Evidence Based Practice

Recall a situation when you were asked to perform a specific intervention and/or practice idea based on authority or tradition. Describe the intervention or practice. 

When I first finished nursing school, I worked as an RN on a medical-surgical unit. I was fairly new on the floor and being fresh off of orientation was absolutely terrifying. I had never flushed a PICC line on a real person before, and on that unit, we had to draw our own labs. One of my patients that required early morning labs had a PICC line in place. There was a nurse working with me that night, and I had asked her to come help me, or at least make sure I was doing things correctly as I never had done it live before. I flushed the line with saline first, wasted the required mL of blood, drew the actual blood in a new syringe, flushed with saline, and then with Heparin. This is also known as “SASH,” or saline, administer, saline, heparin. Each time a new syringe is attached to the PICC line, I was to clean the PICC line hub with an alcohol wipe for about 15 seconds. All of this is always performed with proper hand hygiene and gloves. Even though I was drawing blood, the process still held true. Everything worked out and I did the procedure correctly, however I was doing only what the nurse had told me to do and was unsure if that was the correct process or not.

Based on your knowledge of evidence-based practice, does this practice still hold value now?  Use an Evidence-Based Guideline or nursing specialty organization Standard of Practice to support your answer.
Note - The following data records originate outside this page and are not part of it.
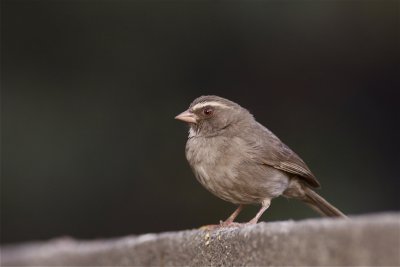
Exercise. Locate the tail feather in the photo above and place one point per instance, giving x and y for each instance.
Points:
(319, 204)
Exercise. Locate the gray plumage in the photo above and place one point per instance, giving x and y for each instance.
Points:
(240, 161)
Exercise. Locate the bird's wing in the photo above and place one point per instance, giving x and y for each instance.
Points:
(273, 152)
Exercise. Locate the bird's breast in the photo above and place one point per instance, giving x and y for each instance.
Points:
(215, 163)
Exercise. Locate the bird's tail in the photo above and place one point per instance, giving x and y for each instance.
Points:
(319, 204)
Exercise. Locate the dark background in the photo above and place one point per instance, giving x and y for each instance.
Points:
(89, 90)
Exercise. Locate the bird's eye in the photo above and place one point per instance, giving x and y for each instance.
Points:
(207, 111)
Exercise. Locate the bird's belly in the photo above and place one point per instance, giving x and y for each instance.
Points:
(233, 177)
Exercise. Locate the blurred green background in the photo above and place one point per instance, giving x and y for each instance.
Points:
(89, 90)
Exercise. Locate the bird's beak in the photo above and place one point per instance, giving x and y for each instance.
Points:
(187, 116)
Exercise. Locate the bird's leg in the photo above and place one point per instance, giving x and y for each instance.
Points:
(264, 206)
(232, 218)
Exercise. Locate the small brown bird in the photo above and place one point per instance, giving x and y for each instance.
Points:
(240, 161)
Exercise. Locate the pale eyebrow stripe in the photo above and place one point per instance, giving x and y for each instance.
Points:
(209, 103)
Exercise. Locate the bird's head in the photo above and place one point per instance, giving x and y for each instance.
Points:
(209, 115)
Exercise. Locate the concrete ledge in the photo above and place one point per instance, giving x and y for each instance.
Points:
(363, 240)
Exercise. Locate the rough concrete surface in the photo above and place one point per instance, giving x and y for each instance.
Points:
(370, 240)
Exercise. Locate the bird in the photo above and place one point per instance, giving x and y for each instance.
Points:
(242, 162)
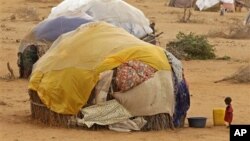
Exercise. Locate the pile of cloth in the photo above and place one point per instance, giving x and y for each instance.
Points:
(69, 15)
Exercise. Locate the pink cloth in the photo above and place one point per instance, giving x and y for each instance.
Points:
(132, 73)
(229, 6)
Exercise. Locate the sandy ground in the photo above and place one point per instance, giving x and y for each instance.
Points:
(15, 122)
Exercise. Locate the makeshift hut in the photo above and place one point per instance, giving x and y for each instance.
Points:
(116, 12)
(101, 76)
(38, 41)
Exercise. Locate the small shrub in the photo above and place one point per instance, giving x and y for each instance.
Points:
(191, 46)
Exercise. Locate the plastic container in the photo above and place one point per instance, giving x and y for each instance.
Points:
(197, 122)
(218, 116)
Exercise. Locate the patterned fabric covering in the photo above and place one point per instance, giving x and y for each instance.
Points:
(132, 73)
(107, 113)
(181, 91)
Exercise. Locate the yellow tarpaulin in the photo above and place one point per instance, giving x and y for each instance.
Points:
(65, 76)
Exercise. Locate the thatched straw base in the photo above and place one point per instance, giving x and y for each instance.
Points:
(42, 114)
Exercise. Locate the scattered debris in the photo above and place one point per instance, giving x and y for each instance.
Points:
(191, 46)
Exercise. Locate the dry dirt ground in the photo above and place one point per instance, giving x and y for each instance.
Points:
(15, 122)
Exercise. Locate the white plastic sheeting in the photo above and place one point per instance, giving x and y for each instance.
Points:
(116, 12)
(204, 4)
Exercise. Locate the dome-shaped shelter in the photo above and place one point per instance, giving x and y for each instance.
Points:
(116, 12)
(99, 74)
(40, 38)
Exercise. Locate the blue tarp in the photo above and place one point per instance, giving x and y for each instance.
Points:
(50, 30)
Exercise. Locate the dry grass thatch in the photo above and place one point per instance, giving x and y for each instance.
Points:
(42, 114)
(241, 76)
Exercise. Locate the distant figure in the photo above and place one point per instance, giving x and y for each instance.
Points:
(229, 111)
(222, 10)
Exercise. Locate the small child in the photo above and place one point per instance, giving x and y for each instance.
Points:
(229, 111)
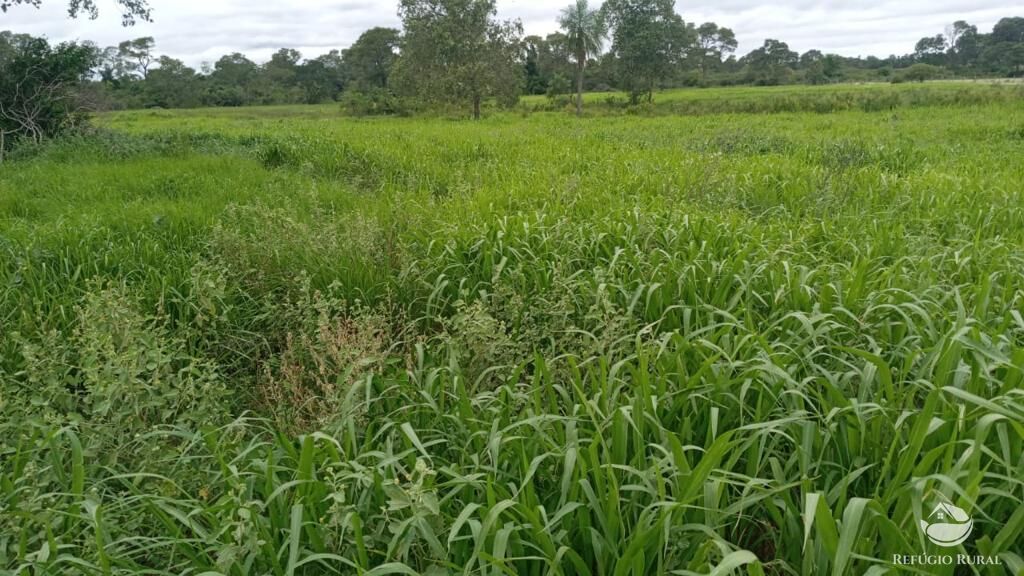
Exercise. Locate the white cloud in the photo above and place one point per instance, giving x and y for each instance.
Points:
(204, 30)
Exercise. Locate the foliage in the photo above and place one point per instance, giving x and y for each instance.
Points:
(39, 88)
(585, 32)
(649, 40)
(371, 58)
(457, 51)
(130, 9)
(747, 344)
Based on my knowledge of evidence-based practice, the SASH method is still used. As a home care independent nurse, one of my patients has a power port, and SASH is used for that patient as well. Cleaning the hub of these central lines with an alcohol wipe for 15 seconds is also implemented every time. Expert opinion agrees with cleaning the hub with an alcohol wipe for about 10-15 seconds between each flush or medication administration (Hadaway, 2006). Infection prevention is one of the most important aspects of healthcare. There are so many germs and factors against an ill person, it is up to nurses and practitioners to prevent infection as much as possible. I am glad that when I accessed my first PICC line that I was able to perform things correctly, and I did not cause any harm or infection risk to my patient.

Hadaway, L. 2006. Flushing vascular access catheters: Risks for infection. Infection Control Resource, 4(2), 1-8.